Drones and the Law: Restoring Checks and Balances

The Department of Justice has recently released a white paper detailing what it believes to be the scope of the president’s authority to kill Americans suspected of being members of al Qaeda—killings that are usually conducted via drones. The white paper argues that the killing of such suspects does not violate due process or the Fourth Amendment, claims that a lethal operation against such suspects does not violate the tenets of Executive Order 12333 (which among other things, prohibits assassinations), and states that the power to kill such suspects can take place “away from the zone of active hostilities.” Additionally, the president can authorize legal force against an American citizen located in a foreign country that either gives its consent to a legal operation, or “after a determination that the host nation is unable or unwilling to suppress the threat posed by the individual targeted.” A suspected American terrorist can be killed outside of the United States if the suspect “poses an imminent threat of violent attack against the United States,” but this “does not require the United States to have clear evidence that a specific attack on U.S. persons or interests will take place in the near future.”

The white paper has prompted spirited reaction. Indiana University law professor Gerald Magliocca argues that it is too easy to authorize a lethal drone operation because it is not clear who qualifies as “an informed high-level official” for the purposes of determining that “a targeted individual poses an imminent threat of violent attack against the United States,” and because the language of the white paper might suggest that only one such “high-level official” is needed to issue such a determination. George Washington University law professor Jeffrey Rosen claims that the administration’s arguments do not pass constitutional muster. Harvard law professor Jack Goldsmith states that while “[t]here is little of substance that is new in the White Paper,” the white paper “does reveal problems in the administration’s political and legal strategy for conducting drone strikes, especially against American citizens,” including “excessive secrecy.” Goldsmith also argues that we need “a new framework statute” that would “define the scope of the new war, the authorities and limitations on presidential power, and forms of review of the president’s actions.” Goldsmith’s call for a new framework is echoed by former secretary of defense Robert Gates, who has argued for the creation of a “third group” that would inform Congress and intelligence communities about drone strikes, thus creating more oversight for the process.
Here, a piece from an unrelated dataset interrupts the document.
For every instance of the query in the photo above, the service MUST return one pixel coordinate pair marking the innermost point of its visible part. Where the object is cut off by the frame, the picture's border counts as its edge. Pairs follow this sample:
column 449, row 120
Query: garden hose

Some have argued that the best “form of review” of the president’s actions would be found in a FISA-like court charged with the responsibility to authorize lethal operations against Americans suspected of being members of al Qaeda (much as the FISA court is charged with the responsibility of authorizing surveillance warrants at the request of federal law enforcement agencies). But as Robert Chesney, a law professor at the University of Texas, Austin notes, “some judges want absolutely nothing to do with” the process of reviewing whether certain Americans ought to be marked for death, and even if they do, judicial oversight may be constitutionally and procedurally problematic.

So perhaps a different “form of review” is required. One such alternative mechanism might be to empower the President’s Intelligence Advisory Board to serve as a check against any overreach of presidential power in targeting American suspects for killing.

As currently constituted, the PIAB is “an independent element within the Executive Office of the President.” But to truly establish the entity’s independence from the office of the presidency, Congress should pass and the president should sign legislation reconstituting the PIAB as a Federal Intelligence Commission, and making it an independent regulatory agency, much as the Federal Election Commission is. Members of the new FIC must be nominated by the president and must undergo Senate confirmation—thus allowing for congressional oversight of the FIC’s activities.

When the president’s national security team determines that an American citizen suspected of involvement with al Qaeda may be the target of a lethal operation, that finding will have to be forwarded to the FIC for review. The FIC may then issue its blanket approval or disapproval, or propose amendments and modifications to the finding. At that point, both the determination of the president’s national security team and those of the FIC will be forwarded to the president, who may invite his national security team and members of the FIC to debate their respective findings in meetings with him. In the event that the president overrules any limitations on the part of the FIC on the findings of his national security team, his administration must inform the House and Senate Intelligence Committees that the president has undertaken actions that exceed the recommendations of the FIC. This may prompt oversight hearings that may occur in closed session as might be necessary to safeguard national security secrets.

Empowering an independent agency to act as a check against presidential power and allowing for greater congressional oversight in the process is a good way to ensure the drone program is not being abused, and may help the administration win over congressional skeptics of the drone program through discussions at oversight hearings. For these reasons, the Obama administration should support more checks on the drone program, and should encourage Congress to authorize such checks via legislation.

Pejman Yousefzadeh is an attorney in the Chicago area. He writes on law and public policy at his eponymous blog.